¿Qué PRI gobernaría?
Los electores mexicanos somos votantes conservadores. Nos atraen, sin seducirnos del todo, las promesas de la izquierda, porque somos un pueblo compasivo rodeado de pobreza, pero al mismo tiempo sospechamos de la ultraderecha recalcitrante porque vivimos el predicamento de una religiosidad sui generis acotada por fuertes sentimientos libertarios. La verdad es que no toleramos dogmatismos y somos independientes, parafraseando a Adolfo Aguilar Zinser, "porque no estamos satisfechos con ningún partido político pero queremos participar en política; queremos contribuir a fundar un nuevo régimen".
Quizá el deseo de un mejor sistema de gobierno, aunado a nuestro rechazo del fundamentalismo que ofrecían las derechas y las izquierdas, nos haya impulsado a acudir a las urnas durante la mayor parte del siglo pasado para legitimar a un "partido oficial" sin ideología específica que nos dio paz social y un falso sentimiento de estabilidad (la trillada "dictadura perfecta" de Mario Vargas Llosa); un partido que nos "hablaba al oído" prometiendo (y en muchos casos otorgando) libertad y estabilidad económica.
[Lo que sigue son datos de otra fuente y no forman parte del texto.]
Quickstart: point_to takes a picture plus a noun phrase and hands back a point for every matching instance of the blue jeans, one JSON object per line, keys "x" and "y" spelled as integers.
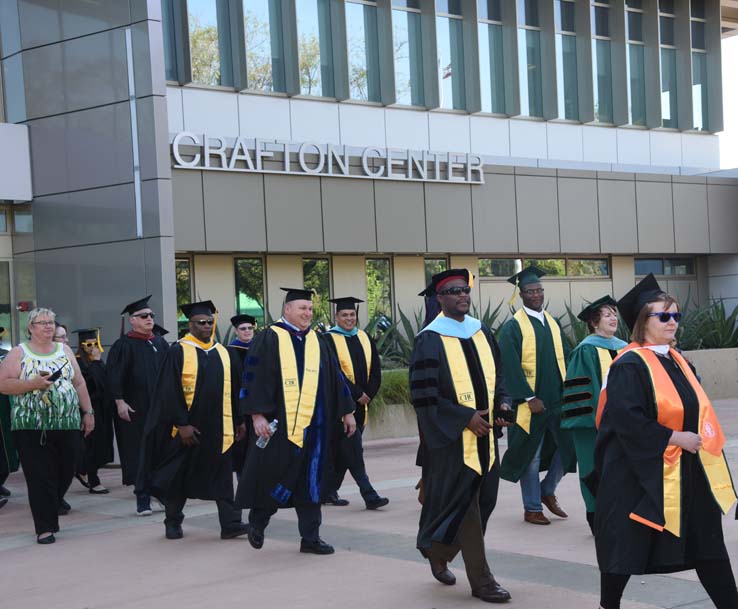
{"x": 531, "y": 486}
Es cierto que la libertad llegaba hasta donde comenzaba la oposición al gobierno y que la "estabilidad económica" dependía de subsidios, obras públicas, componendas con grupos de interés y programas populistas que eventualmente nos llevaron a la ruina. Pero el sentimiento de estabilidad y la innegable paz social, además de la posibilidad de participar de las migajas que ofrecía el gobierno a quienes estaban dispuestos a hacerse de la vista gorda, contribuyeron a reprimir la necesidad de optar por un sistema más democrático en un continente plagado de dictaduras militares y golpes de Estado.
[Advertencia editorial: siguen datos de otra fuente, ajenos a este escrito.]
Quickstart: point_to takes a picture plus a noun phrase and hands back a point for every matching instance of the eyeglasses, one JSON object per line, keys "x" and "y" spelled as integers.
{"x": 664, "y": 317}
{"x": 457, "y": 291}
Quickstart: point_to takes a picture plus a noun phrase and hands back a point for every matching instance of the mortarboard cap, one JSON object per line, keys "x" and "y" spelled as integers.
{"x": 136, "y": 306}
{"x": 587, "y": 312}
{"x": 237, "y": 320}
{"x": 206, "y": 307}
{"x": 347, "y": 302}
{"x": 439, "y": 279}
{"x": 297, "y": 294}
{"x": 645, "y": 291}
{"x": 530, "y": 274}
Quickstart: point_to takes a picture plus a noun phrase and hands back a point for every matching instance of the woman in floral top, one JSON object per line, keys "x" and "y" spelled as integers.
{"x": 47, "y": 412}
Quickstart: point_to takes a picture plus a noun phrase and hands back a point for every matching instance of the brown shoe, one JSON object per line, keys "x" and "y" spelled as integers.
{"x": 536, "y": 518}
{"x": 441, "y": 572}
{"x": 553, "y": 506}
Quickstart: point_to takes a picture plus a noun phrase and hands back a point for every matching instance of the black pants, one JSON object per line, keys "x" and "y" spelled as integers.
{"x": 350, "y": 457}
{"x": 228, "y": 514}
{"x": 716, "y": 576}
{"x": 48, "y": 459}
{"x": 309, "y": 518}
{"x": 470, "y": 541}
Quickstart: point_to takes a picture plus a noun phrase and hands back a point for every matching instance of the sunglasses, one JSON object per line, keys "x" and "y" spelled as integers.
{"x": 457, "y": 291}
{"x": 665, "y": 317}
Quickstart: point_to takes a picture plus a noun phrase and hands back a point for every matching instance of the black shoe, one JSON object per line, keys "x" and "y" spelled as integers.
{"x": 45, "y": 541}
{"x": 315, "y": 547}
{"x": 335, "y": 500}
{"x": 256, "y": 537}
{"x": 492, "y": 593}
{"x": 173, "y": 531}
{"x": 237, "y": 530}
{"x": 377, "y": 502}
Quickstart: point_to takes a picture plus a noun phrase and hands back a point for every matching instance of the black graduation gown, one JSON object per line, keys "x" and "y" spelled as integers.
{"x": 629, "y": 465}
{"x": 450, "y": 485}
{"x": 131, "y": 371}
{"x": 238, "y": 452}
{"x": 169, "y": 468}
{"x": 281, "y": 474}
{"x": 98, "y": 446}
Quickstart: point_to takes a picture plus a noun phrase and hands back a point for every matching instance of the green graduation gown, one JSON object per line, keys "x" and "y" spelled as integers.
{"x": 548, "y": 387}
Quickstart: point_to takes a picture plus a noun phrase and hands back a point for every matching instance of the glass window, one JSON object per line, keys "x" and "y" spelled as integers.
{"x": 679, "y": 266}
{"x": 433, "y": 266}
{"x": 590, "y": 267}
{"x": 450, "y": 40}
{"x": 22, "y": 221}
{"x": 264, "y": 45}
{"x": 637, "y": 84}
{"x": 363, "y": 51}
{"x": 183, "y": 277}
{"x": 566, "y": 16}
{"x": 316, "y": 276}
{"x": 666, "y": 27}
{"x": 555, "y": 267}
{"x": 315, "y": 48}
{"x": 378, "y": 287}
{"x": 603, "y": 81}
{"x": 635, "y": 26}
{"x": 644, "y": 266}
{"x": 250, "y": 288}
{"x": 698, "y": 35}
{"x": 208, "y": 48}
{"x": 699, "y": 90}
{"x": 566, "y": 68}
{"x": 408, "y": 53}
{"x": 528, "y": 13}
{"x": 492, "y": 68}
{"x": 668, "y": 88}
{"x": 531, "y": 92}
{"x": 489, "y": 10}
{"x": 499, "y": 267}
"Más vale malo por conocido", decíamos, justificando nuestra irresponsabilidad o indiferencia. Por eso, de cara a 2006, la inclinación a votar por el antiguo partido oficial, y el amplio desencanto con el "gobierno del cambio", pudiesen inducirnos a votar de nuevo por el partido que muchos mexicanos comienzan a identificar como "el partido que sí sabe gobernar": el partido con "oficio político". Así, el PRI de Roberto Madrazo pudiera ser la puerta falsa para quienes rechazan a la derecha pero descalifican a Andrés Manuel López Obrador como candidato de extrema izquierda: "¡la versión mexicana de Hugo Chávez!", comienzan a exclamar algunos empresarios que prefieren el continuismo. Y para quienes rechazan a la ultraderecha, el PRI pudiera ser también una opción aceptable frente a Santiago Creel, que carga cuesta arriba la enorme piedra de su pobre desempeño en la Secretaría de Gobernación, su cercanía con Fox, sus antecedentes porfiristas, su participación (¡siendo abogado!) en la debacle constitucional del desafuero y el fracaso rotundo del "gobierno del cambio". En él pudiera concentrarse, más que en ningún otro candidato, el voto de castigo contra Acción Nacional.
Para muchos, también, el PRI pudiera ser la vacuna contra la parálisis que afectó al gobierno de Vicente Fox, las "faldas" de Marta Sahagún y la creciente ultraderecha que amenaza con dar vida política en cualquier momento al dogmatismo de El Yunque o al fascismo subyacente de la Unión Nacional Sinarquista. Pero quienes caigan en la tentación de regresar al pasado tienen que estar conscientes de que el PRI de 2006 estará muy lejos de ser el instituto político descrito por Octavio Paz como uno de los pilares que constituían "la creencia inmutable del todo mexicano": el presidente de la República y el "partido oficial". Porque la "creencia inmutable" comenzó a desintegrarse en 1969, cuando el PRI dejó de funcionar como plataforma política para impulsar a sus mejores hombres a la Presidencia de la República. A partir de Luis Echeverría todos los candidatos oficiales aterrizarían en Los Pinos a bordo del helicóptero presidencial, en vez de escalar el poder por el escarpado camino de la política electoral. Su designación no solamente rompió el balance histórico reconocido por Paz, sino que continuó (especialmente después del sexenio de Gustavo Díaz Ordaz) el moderno presidencialismo absolutista que habríamos de padecer hasta el fin del sexenio de Carlos Salinas de Gortari. Echeverría resultó un parteaguas de la política nacional, porque inició la tradición de presidentes que asumían el Poder Ejecutivo sin previo contacto electoral con el pueblo, y sin haber utilizado al PRI como plataforma para escalar la Presidencia.
Esa tendencia resultaba inexplicable en un país en el cual el partido oficial había sido la piedra fundamental sobre la que descansaba nuestro remedo de democracia: ¡la única institución que servía de contrapeso al poder presidencial! Con el tiempo, la tendencia desconectó del partido y del pueblo al presidente, creando un vacío democrático que se llenó de gases venenosos. Los electores deben entender que el PRI que pudiera llegar al gobierno en 2006 sería el PRI personal de Roberto Madrazo, y no el partido perfeccionado por Lázaro Cárdenas que gobernó con resultados satisfactorios hasta la represión de 1968.